COLLEGE STATION — Texas Apiary Inspection Service officials are busy rerouting trap lines across the state to compensate for the closure of a federal agency’s Africanized Honey Bee program.
“We’re in the process of putting up some more traps. I believe we’ll pick up west of Austin to Ozona and from San Angelo to Killeen,” said Dr. Horace Van Cleave, an entomologist for the Texas Agricultural Experiment Station which operates the inspection service.
Van Cleave said the agency already inspects a line from Eastland to Waco to Buffalo, a line from Austin to Beaumont and a line from Somerville to Temple.

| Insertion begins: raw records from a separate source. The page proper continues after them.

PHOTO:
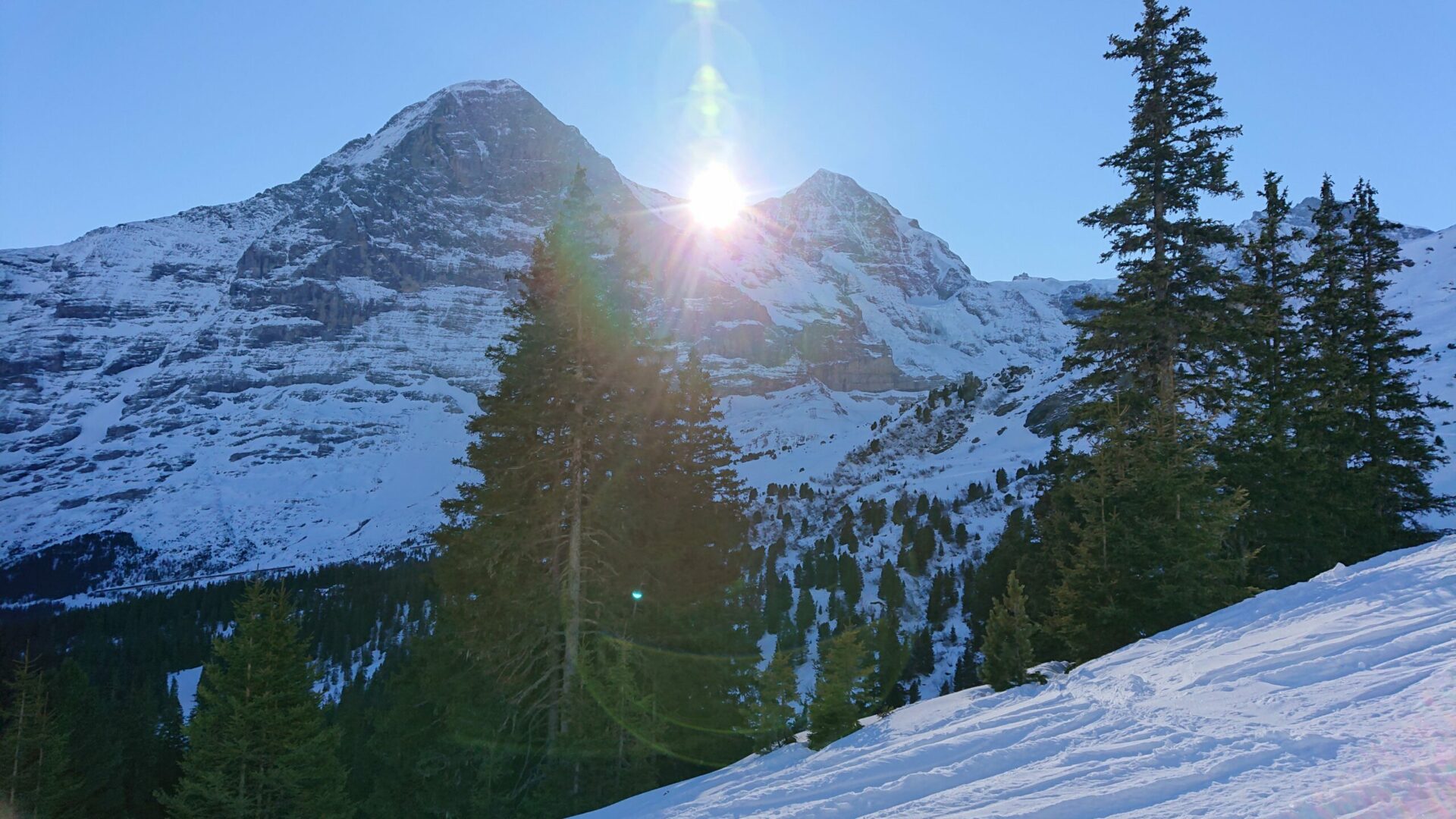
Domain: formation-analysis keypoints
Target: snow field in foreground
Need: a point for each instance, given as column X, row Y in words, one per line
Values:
column 1329, row 698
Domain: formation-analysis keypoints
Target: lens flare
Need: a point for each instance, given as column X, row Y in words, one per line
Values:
column 715, row 199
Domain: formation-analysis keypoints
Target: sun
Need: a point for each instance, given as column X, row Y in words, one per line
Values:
column 715, row 199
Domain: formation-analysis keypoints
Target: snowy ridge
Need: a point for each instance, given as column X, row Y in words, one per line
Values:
column 1326, row 698
column 286, row 381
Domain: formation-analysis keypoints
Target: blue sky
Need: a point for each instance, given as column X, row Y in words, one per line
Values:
column 986, row 121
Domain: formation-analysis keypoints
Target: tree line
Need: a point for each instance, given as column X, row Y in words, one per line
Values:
column 598, row 621
column 1251, row 417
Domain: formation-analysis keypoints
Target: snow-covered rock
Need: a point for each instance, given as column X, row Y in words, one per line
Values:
column 286, row 381
column 1326, row 698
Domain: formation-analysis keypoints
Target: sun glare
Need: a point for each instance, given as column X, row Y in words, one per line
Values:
column 715, row 199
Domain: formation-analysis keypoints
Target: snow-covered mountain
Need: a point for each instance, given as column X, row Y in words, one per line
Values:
column 1326, row 698
column 286, row 381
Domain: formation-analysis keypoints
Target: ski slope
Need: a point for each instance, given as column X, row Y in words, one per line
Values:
column 1329, row 698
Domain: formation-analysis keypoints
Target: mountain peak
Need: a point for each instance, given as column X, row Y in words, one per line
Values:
column 490, row 86
column 824, row 180
column 492, row 105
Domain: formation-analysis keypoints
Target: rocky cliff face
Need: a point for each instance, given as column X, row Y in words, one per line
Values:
column 286, row 379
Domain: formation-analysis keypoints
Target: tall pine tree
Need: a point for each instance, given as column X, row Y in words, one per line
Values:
column 1260, row 450
column 1008, row 640
column 1365, row 428
column 1149, row 550
column 258, row 745
column 592, row 576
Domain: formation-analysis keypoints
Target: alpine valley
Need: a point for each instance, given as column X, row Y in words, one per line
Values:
column 286, row 381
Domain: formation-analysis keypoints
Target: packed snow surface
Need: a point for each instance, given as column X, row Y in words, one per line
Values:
column 1329, row 698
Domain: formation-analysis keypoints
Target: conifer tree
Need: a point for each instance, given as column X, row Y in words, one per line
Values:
column 1153, row 516
column 837, row 689
column 892, row 589
column 1258, row 450
column 772, row 720
column 1008, row 642
column 258, row 745
column 593, row 573
column 805, row 613
column 1365, row 428
column 36, row 771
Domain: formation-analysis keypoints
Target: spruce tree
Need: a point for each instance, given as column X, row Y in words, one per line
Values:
column 36, row 773
column 772, row 720
column 593, row 572
column 1153, row 516
column 1365, row 428
column 805, row 614
column 892, row 589
column 837, row 689
column 1258, row 450
column 1008, row 640
column 258, row 744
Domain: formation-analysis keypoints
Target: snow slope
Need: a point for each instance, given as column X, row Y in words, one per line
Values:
column 1329, row 698
column 287, row 379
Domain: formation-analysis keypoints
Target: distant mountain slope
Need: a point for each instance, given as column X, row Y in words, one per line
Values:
column 286, row 381
column 1326, row 698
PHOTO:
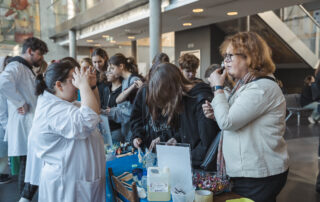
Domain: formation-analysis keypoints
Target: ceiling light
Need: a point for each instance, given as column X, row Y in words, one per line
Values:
column 197, row 10
column 232, row 13
column 187, row 24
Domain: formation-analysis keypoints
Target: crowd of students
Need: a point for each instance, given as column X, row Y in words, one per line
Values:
column 58, row 138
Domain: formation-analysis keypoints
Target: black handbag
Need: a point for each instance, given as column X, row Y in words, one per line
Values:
column 210, row 161
column 315, row 91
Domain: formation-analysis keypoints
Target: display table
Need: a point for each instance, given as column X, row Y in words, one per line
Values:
column 124, row 164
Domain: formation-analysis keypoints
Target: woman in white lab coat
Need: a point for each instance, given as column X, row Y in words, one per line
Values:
column 66, row 138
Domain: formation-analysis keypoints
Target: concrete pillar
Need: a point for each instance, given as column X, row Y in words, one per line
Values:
column 155, row 27
column 72, row 44
column 134, row 49
column 248, row 23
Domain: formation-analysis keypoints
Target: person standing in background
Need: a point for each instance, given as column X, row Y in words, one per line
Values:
column 17, row 85
column 189, row 64
column 100, row 63
column 4, row 167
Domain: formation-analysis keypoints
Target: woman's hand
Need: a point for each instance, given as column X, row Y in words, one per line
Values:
column 24, row 109
column 92, row 72
column 217, row 78
column 138, row 84
column 172, row 141
column 153, row 143
column 208, row 110
column 80, row 77
column 137, row 142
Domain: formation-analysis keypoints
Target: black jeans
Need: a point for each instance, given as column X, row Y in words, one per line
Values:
column 22, row 170
column 28, row 191
column 260, row 189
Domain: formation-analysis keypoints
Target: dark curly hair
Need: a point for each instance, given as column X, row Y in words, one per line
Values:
column 189, row 62
column 34, row 44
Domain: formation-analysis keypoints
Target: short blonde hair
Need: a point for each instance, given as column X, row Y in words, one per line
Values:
column 256, row 50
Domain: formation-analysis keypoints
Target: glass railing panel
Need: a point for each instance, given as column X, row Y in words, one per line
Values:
column 302, row 24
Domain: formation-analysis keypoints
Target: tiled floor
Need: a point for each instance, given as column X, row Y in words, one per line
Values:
column 303, row 142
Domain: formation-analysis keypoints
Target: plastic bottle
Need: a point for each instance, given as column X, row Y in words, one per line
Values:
column 144, row 180
column 158, row 184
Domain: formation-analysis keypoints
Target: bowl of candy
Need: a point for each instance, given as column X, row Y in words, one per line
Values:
column 210, row 181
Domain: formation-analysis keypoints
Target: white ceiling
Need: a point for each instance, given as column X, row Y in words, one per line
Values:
column 173, row 18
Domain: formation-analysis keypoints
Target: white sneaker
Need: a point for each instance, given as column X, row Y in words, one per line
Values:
column 24, row 200
column 311, row 120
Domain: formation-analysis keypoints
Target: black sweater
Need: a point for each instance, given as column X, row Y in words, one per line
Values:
column 192, row 125
column 142, row 125
column 195, row 129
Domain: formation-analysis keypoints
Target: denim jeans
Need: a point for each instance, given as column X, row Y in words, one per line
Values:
column 260, row 189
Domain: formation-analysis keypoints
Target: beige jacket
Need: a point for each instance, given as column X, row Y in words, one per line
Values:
column 253, row 124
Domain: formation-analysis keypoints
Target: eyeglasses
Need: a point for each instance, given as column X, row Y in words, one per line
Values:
column 230, row 57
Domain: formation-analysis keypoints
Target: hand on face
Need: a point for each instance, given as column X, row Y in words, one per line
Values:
column 138, row 83
column 92, row 72
column 137, row 142
column 216, row 78
column 208, row 110
column 80, row 77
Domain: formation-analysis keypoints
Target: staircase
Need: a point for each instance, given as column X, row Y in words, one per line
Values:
column 297, row 27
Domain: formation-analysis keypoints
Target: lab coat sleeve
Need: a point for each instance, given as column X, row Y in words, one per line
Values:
column 72, row 122
column 8, row 84
column 3, row 112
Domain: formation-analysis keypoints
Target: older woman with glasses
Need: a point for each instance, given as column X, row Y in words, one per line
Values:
column 252, row 119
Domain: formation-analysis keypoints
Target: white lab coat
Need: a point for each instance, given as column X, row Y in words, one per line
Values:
column 17, row 84
column 34, row 164
column 66, row 138
column 3, row 124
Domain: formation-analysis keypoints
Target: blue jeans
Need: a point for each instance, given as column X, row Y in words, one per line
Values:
column 263, row 189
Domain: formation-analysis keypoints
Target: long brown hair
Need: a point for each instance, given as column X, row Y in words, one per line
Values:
column 256, row 50
column 165, row 89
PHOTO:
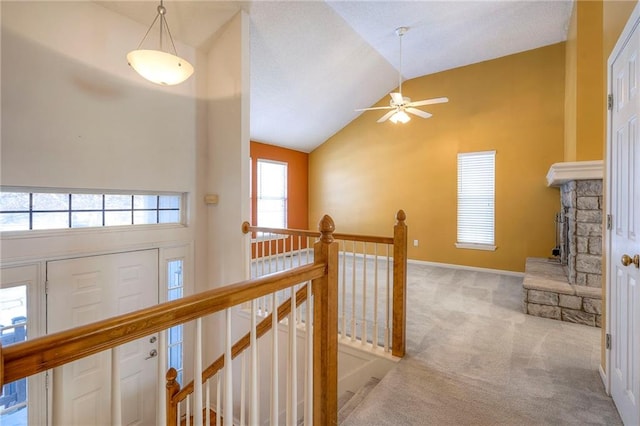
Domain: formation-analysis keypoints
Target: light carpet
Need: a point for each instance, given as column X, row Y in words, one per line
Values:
column 473, row 358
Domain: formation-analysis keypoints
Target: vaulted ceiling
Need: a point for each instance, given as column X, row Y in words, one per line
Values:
column 314, row 62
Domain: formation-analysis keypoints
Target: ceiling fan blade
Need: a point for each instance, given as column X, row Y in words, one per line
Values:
column 386, row 116
column 374, row 108
column 429, row 102
column 418, row 112
column 396, row 98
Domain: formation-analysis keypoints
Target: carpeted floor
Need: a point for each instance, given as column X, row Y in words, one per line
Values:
column 473, row 358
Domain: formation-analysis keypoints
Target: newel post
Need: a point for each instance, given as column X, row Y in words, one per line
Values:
column 1, row 367
column 325, row 328
column 399, row 284
column 173, row 388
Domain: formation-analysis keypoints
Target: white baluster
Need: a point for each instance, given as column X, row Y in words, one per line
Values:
column 344, row 288
column 188, row 407
column 274, row 363
column 116, row 396
column 197, row 375
column 207, row 405
column 353, row 293
column 242, row 390
column 218, row 396
column 253, row 404
column 161, row 419
column 387, row 330
column 374, row 338
column 228, row 372
column 299, row 315
column 364, row 294
column 292, row 372
column 308, row 365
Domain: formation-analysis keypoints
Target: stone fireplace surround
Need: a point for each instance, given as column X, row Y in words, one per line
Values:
column 569, row 288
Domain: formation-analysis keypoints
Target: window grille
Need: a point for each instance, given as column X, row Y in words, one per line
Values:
column 24, row 211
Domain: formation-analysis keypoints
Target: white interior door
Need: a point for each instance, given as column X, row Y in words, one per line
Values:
column 89, row 289
column 624, row 207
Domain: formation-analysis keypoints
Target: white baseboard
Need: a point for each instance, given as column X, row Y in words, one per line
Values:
column 466, row 268
column 603, row 377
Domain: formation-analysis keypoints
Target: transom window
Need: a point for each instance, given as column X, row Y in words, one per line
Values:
column 272, row 194
column 476, row 200
column 23, row 211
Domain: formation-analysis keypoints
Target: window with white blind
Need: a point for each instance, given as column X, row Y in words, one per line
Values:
column 272, row 194
column 476, row 200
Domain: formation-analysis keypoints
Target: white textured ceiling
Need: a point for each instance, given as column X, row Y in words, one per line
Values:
column 313, row 62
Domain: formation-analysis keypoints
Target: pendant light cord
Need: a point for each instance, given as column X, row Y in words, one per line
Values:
column 400, row 34
column 163, row 22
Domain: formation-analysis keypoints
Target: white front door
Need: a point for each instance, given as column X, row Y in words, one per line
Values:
column 89, row 289
column 624, row 239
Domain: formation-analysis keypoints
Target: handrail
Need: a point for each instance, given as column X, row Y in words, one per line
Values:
column 246, row 228
column 33, row 356
column 243, row 343
column 399, row 242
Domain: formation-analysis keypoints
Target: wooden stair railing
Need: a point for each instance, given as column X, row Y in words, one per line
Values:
column 176, row 394
column 399, row 242
column 43, row 353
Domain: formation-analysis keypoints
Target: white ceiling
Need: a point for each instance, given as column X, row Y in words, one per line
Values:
column 314, row 62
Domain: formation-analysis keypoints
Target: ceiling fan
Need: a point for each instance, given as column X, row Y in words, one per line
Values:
column 400, row 105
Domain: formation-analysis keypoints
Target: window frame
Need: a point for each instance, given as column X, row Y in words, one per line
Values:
column 468, row 178
column 103, row 211
column 285, row 198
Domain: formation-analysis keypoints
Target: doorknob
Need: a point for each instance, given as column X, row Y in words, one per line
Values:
column 628, row 260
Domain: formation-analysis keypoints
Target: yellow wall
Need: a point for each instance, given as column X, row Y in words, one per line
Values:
column 584, row 124
column 515, row 105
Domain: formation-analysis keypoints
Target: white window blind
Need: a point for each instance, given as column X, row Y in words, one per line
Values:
column 476, row 200
column 272, row 194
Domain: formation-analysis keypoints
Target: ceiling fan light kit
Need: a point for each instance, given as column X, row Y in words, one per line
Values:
column 400, row 105
column 159, row 66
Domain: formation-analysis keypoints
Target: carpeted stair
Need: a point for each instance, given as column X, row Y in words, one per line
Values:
column 349, row 400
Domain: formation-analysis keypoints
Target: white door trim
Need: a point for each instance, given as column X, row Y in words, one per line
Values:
column 611, row 243
column 632, row 23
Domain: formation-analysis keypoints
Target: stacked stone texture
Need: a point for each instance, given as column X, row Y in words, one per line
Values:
column 582, row 211
column 546, row 293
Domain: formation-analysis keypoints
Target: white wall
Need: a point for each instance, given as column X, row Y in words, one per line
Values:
column 75, row 115
column 228, row 161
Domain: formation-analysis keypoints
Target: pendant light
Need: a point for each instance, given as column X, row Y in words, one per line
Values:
column 159, row 66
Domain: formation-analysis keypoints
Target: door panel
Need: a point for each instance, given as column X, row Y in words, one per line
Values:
column 624, row 163
column 89, row 289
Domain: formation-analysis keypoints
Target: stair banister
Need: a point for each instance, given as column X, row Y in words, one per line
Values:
column 53, row 350
column 325, row 328
column 399, row 285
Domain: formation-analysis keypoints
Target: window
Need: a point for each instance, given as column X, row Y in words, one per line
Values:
column 23, row 211
column 175, row 341
column 476, row 200
column 272, row 194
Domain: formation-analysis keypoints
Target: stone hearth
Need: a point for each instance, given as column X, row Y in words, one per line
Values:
column 547, row 293
column 569, row 288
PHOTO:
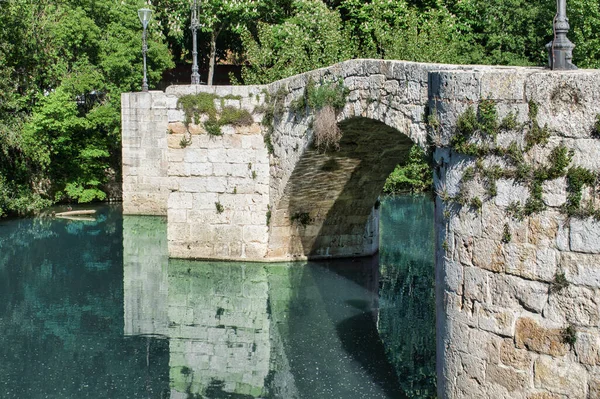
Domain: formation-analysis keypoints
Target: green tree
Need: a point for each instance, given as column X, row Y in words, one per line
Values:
column 217, row 15
column 313, row 37
column 64, row 66
column 414, row 175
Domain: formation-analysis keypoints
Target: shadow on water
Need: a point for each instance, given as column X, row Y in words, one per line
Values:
column 61, row 314
column 96, row 309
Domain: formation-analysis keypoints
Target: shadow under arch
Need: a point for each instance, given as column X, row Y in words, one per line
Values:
column 327, row 207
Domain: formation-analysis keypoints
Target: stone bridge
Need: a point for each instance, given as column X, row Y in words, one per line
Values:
column 518, row 244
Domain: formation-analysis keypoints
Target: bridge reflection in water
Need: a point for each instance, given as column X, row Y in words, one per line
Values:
column 362, row 328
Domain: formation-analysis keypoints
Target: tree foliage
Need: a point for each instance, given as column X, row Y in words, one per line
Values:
column 64, row 66
column 312, row 37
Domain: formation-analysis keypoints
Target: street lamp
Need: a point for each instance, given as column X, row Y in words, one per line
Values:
column 194, row 27
column 144, row 14
column 560, row 50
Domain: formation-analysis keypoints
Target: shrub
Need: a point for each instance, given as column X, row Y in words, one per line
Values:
column 327, row 132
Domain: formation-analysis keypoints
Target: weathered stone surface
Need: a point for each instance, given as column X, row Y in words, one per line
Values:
column 530, row 335
column 544, row 395
column 581, row 269
column 514, row 357
column 578, row 306
column 561, row 377
column 176, row 128
column 512, row 380
column 496, row 291
column 585, row 236
column 594, row 387
column 489, row 255
column 510, row 191
column 555, row 192
column 587, row 348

The Honey Bee Identification Lab at Texas A&M University will continue, he added.
The addition of trap lines run by the apiary inspection service comes after the U.S. Department of Agriculture-Animal and Plant Health Inspection Service announced it would close all operations in Texas.
The APHIS lines, which spanned from the Rio Grande Valley throughout Central Texas and to the New Mexican border, were eliminated at the end of August, according to Elba Quintero, APHIS Africanized Honey Bee program coordinator. She said the lab where honey bees have been analyzed in Harlingen will close by the end of September.
Quintero cited budgetary reasons for her agency’s decision to scale back on the Africanized Honey Bee effort in all states, not just Texas.
“In order to be of help to other states as well as Texas, we had to go to another mode of operation,” she said. “We expect to have cooperative agreements with the states that will enable us to assist with the supplies for field trapping and actual lab activities. But the states will have to do the work.”
As APHIS operations close in Harlingen, Quintero’s offices will relocate to Phoenix. Arizona already has found Africanized honey bees along its border, and California is preparing for the insect’s arrival within a year.
Texas officials will continue to monitor trap lines to determine the migration pattern of the bees. So far, 68 counties are quarantined, meaning that commercial beekeepers can move their hives within but not out of that zone. That is an attempt to reduce the chance of spreading the Africanized bees by artificial means.